A: Absolutely, and it simplifies beautifully. If angle $A = 90°$, then $\cos 90° = 0$. The cosine rule $a^2 = b^2 + c^2 - 2bc(0)$ becomes $a^2 = b^2 + c^2$, which is the classic Pythagorean theorem. Thus, the cosine rule is a true generalization.
A: A useful mnemonic is: "The square of one side equals the sum of squares of the other two sides, minus twice their product times the cosine of the included angle." For the angle formula, remember it's a rearrangement: "Cosine of angle equals (sum of squares of adjacent sides minus square of opposite side) divided by (twice the product of adjacent sides)."
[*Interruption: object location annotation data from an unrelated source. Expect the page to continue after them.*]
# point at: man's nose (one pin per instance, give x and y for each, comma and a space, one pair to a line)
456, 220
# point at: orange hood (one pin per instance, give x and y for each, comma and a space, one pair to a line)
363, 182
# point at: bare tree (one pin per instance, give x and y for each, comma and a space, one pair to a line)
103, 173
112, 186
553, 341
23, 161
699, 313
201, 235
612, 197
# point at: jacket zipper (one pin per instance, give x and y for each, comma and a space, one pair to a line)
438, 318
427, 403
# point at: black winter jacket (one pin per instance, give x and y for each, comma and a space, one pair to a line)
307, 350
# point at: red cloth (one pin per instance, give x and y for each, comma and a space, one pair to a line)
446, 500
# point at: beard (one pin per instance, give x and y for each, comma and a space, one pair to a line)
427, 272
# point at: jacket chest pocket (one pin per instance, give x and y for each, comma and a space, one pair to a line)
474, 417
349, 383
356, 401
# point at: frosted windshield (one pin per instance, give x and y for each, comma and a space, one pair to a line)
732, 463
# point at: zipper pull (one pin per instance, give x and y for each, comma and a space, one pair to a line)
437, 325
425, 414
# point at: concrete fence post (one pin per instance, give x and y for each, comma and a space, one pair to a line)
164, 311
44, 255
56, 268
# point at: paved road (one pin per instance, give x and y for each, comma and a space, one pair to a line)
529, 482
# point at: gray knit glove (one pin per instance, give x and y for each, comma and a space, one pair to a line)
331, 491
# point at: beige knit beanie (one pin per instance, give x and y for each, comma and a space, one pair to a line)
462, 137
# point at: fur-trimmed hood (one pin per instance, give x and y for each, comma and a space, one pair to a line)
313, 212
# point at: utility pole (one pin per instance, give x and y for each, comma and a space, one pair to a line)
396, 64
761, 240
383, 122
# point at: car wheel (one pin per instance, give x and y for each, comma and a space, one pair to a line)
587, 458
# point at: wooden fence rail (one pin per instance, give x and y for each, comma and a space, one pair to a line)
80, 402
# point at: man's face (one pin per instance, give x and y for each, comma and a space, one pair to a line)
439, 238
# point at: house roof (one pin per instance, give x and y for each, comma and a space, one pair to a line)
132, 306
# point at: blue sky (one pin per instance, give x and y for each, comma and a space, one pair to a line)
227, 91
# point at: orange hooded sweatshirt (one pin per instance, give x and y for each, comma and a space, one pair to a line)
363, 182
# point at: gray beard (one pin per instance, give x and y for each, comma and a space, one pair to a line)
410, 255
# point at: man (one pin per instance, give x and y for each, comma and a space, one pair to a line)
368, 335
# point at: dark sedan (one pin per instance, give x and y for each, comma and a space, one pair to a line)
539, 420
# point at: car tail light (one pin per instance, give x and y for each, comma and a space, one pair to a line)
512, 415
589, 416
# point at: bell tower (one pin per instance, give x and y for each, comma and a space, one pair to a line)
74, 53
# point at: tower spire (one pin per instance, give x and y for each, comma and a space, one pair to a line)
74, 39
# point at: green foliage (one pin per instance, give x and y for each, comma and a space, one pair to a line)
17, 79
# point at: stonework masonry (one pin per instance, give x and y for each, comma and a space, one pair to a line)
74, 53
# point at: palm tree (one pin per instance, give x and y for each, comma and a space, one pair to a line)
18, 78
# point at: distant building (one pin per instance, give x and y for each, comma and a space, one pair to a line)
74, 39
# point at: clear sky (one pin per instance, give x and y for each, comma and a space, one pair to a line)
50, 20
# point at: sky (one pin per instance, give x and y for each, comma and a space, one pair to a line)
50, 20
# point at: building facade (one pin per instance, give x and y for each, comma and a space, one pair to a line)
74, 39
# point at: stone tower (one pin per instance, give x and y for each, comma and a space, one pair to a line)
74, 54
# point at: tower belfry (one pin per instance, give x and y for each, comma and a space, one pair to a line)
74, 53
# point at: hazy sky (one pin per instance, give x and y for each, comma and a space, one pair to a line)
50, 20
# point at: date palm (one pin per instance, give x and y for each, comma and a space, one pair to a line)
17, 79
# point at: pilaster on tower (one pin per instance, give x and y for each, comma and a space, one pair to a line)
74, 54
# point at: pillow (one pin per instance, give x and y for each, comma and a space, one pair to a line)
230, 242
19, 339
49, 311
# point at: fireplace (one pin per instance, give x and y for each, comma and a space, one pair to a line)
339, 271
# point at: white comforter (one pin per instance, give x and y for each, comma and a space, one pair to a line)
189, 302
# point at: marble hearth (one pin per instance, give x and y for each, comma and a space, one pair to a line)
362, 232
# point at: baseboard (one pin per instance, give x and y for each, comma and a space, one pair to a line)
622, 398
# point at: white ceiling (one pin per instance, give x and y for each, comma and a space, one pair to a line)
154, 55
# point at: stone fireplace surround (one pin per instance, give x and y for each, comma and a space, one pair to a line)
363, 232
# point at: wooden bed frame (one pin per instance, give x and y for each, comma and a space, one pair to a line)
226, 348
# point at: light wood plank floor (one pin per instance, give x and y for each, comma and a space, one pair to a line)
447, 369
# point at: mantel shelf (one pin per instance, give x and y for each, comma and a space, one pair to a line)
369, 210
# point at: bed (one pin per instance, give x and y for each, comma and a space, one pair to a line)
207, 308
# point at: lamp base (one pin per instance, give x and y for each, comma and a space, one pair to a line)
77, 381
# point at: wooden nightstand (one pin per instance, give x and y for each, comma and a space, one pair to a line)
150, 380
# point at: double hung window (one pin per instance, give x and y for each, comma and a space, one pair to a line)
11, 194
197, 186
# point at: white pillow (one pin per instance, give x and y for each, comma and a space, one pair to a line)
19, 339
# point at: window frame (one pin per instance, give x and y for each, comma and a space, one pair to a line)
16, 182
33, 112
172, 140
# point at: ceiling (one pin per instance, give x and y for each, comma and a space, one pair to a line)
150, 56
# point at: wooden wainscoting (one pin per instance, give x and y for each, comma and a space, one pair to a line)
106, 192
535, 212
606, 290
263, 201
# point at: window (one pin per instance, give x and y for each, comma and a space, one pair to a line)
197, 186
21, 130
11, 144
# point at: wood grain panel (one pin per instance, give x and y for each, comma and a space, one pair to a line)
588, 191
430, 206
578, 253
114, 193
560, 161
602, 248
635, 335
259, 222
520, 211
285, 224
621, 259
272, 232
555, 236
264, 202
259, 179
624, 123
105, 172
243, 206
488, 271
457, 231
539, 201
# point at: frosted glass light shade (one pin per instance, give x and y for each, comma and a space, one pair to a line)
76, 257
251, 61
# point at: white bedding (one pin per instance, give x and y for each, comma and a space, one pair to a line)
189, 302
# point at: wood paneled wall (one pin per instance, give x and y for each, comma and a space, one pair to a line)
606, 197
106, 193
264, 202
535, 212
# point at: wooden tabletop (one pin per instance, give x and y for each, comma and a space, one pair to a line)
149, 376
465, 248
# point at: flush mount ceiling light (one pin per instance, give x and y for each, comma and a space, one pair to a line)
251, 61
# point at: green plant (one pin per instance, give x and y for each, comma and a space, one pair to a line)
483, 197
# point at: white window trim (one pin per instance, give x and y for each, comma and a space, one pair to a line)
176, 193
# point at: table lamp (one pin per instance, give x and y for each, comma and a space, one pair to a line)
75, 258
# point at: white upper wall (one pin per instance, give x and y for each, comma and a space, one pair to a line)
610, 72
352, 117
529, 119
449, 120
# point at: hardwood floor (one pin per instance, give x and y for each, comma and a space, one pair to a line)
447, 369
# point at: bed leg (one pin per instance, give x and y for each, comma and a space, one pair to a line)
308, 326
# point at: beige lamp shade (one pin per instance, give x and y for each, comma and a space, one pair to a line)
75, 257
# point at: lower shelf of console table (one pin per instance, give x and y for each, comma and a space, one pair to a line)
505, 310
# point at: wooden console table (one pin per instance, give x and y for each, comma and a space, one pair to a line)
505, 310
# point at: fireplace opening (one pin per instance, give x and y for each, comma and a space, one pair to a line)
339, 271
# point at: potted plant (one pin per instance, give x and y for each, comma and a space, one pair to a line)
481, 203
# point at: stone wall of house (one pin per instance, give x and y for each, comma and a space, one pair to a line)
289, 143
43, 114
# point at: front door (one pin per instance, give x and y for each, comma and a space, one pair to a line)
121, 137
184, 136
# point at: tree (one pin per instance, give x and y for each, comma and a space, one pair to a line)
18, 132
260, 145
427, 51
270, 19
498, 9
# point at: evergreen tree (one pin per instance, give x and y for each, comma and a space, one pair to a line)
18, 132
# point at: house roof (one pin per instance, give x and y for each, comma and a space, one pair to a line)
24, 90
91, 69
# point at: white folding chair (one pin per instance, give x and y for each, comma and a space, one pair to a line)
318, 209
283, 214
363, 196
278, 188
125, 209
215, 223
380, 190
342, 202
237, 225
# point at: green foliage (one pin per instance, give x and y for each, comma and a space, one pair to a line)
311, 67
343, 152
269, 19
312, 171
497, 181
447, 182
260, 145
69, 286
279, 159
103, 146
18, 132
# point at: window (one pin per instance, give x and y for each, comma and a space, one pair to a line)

The cosine rule is an indispensable and versatile tool in geometry. It elegantly bridges the gap between the sides and angles of any triangle, right-angled or not. By mastering its two forms—for finding a missing side (SAS) and for finding a missing angle (SSS)—you unlock the ability to solve a vast array of geometric and real-world problems. Its relationship to the Pythagorean theorem provides a satisfying link between a special case and a universal law. From mapping land to resolving vectors, the cosine rule proves that a simple formula can have powerful and wide-reaching applications.
Footnote
[1] SAS: Side-Angle-Side. A configuration where two sides and the angle between them are known.
[2] SSS: Side-Side-Side. A configuration where the lengths of all three sides are known.
[3] AAS: Angle-Angle-Side. Two angles and a side not between them are known.
[4] ASA: Angle-Side-Angle. Two angles and the side between them are known.
[5] SSA: Side-Side-Angle. Two sides and an angle not between them are known. This is the ambiguous case for the sine rule.